Expenses pushing dementia sufferers to do without their vital medicine
Cost of taking care of a patient could exceed €400 monthly
Pills to treat dementia cost about €150 a month.
Dementia sufferers should be helped by the government to buy medication, which is not available for free, it is being suggested.
The pills, costing about €150 a month, are deemed too expensive for elderly sufferers to buy and, so, many decide to go without, even though the medication could make a big difference in the progression of the debilitating disease.
The recommendation is one of 10 included in a national strategy on dementia, compiled by the National Dementia Strategy Group. The strategy was presented to the government earlier this year.
A recent survey, commissioned by the group, found that the cost of taking care of a patient with dementia could exceed €400 a month, with the biggest expense being medicine.

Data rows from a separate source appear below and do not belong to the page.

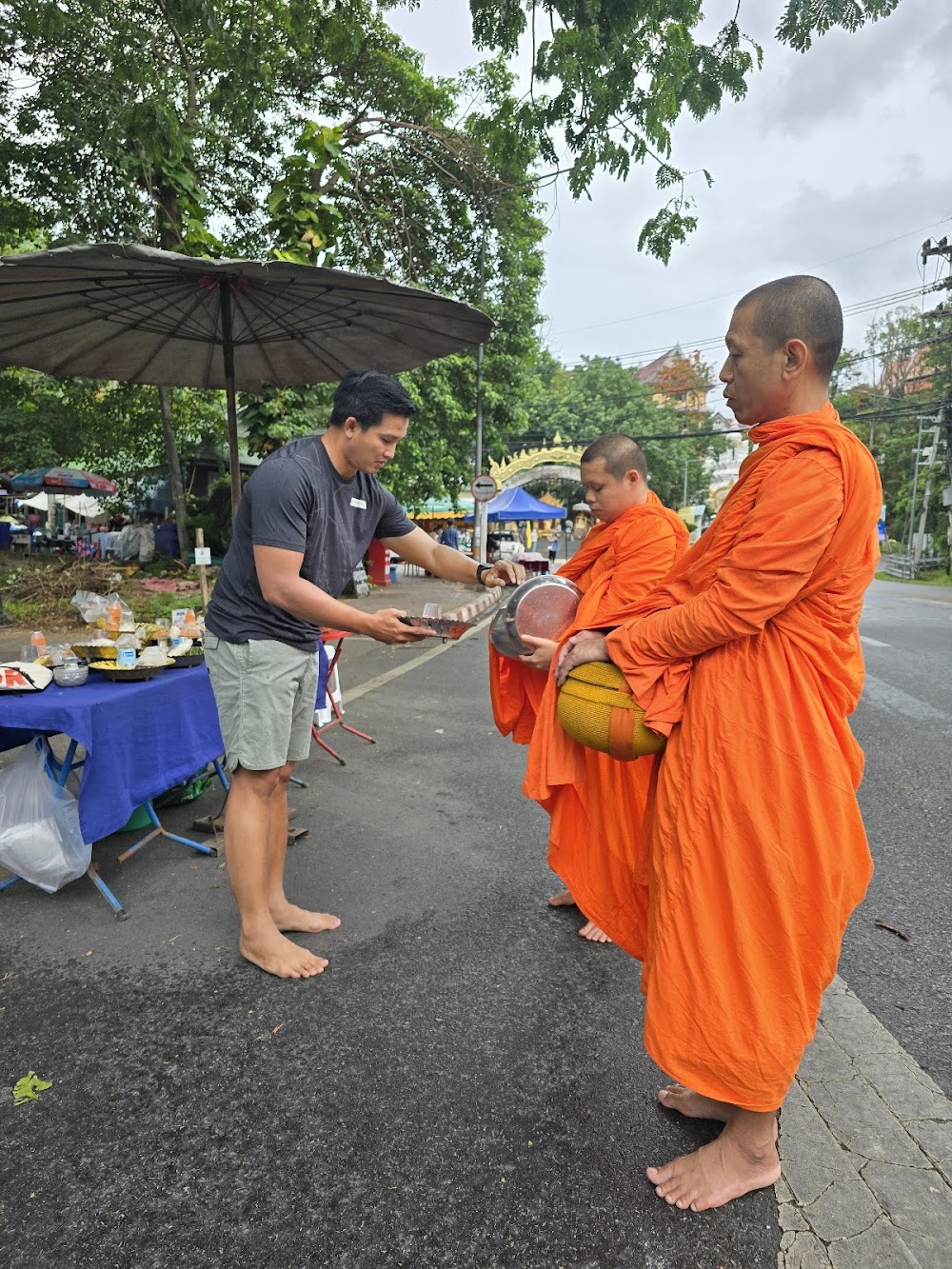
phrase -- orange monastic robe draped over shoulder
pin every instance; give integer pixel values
(605, 800)
(749, 659)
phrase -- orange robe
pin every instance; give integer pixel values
(748, 658)
(605, 801)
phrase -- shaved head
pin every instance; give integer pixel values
(799, 307)
(620, 454)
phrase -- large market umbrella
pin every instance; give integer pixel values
(147, 316)
(59, 479)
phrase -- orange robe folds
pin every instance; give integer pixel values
(748, 656)
(604, 800)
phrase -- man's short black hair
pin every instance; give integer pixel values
(367, 396)
(620, 454)
(799, 307)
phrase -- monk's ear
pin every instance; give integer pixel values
(796, 358)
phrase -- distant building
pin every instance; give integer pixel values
(906, 374)
(678, 381)
(725, 467)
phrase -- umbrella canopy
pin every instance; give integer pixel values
(59, 479)
(80, 504)
(148, 316)
(516, 504)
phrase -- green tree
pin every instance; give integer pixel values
(307, 130)
(611, 77)
(601, 395)
(908, 354)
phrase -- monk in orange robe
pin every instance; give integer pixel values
(626, 553)
(748, 659)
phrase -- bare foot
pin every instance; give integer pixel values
(719, 1173)
(288, 917)
(281, 957)
(563, 899)
(593, 933)
(688, 1103)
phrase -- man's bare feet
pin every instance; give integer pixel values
(677, 1097)
(738, 1162)
(593, 933)
(288, 917)
(563, 899)
(280, 956)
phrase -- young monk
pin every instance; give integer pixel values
(748, 659)
(630, 549)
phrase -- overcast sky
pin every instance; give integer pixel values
(837, 163)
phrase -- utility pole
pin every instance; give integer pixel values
(479, 509)
(943, 248)
(910, 548)
(927, 498)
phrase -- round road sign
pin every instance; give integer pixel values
(484, 488)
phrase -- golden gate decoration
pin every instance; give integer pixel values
(560, 460)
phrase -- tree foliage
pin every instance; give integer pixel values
(895, 415)
(600, 396)
(307, 132)
(611, 77)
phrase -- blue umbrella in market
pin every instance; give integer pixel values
(57, 479)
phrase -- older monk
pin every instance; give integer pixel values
(630, 551)
(748, 658)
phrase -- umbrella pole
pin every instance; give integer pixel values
(228, 357)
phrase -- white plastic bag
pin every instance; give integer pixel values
(40, 830)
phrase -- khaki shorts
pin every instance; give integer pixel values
(266, 693)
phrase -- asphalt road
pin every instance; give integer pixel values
(464, 1086)
(904, 723)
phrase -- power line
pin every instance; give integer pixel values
(727, 294)
(712, 342)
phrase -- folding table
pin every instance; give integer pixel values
(139, 740)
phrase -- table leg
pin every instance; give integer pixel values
(159, 831)
(93, 873)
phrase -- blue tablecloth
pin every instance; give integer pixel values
(140, 738)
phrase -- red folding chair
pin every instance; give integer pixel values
(337, 640)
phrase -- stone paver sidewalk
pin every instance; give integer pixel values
(866, 1149)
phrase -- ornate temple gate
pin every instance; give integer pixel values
(558, 461)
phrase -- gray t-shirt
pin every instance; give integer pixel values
(299, 502)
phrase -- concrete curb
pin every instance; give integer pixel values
(866, 1151)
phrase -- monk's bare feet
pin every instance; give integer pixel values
(741, 1160)
(563, 899)
(288, 917)
(688, 1103)
(593, 933)
(276, 955)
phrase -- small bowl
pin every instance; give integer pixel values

Although the medicinals are not effective on everyone, group chairman Charles Scerri said they worked on 60 per cent of those who took them and made a difference in dementia's progression.
The expenses shoot up when relatives need to make structural changes at their house to ensure safety. This includes switching from a gas to an electric cooker and introducing safety features to ensure the patient does not wander off.
Many need to get a cleaner regularly because looking after a dementia sufferer leaves them with no time to clean the house. The strategy calls for an improvement in early diagnosis and intervention, better support services within the community for dementia sufferers and their carers and also better awareness about available services. In fact, 64 per cent of respondents to the questionnaire said there was not enough information on support services, Dr Scerri said. The majority did not even know about the existence of a support group and a helpline for both sufferers and carers.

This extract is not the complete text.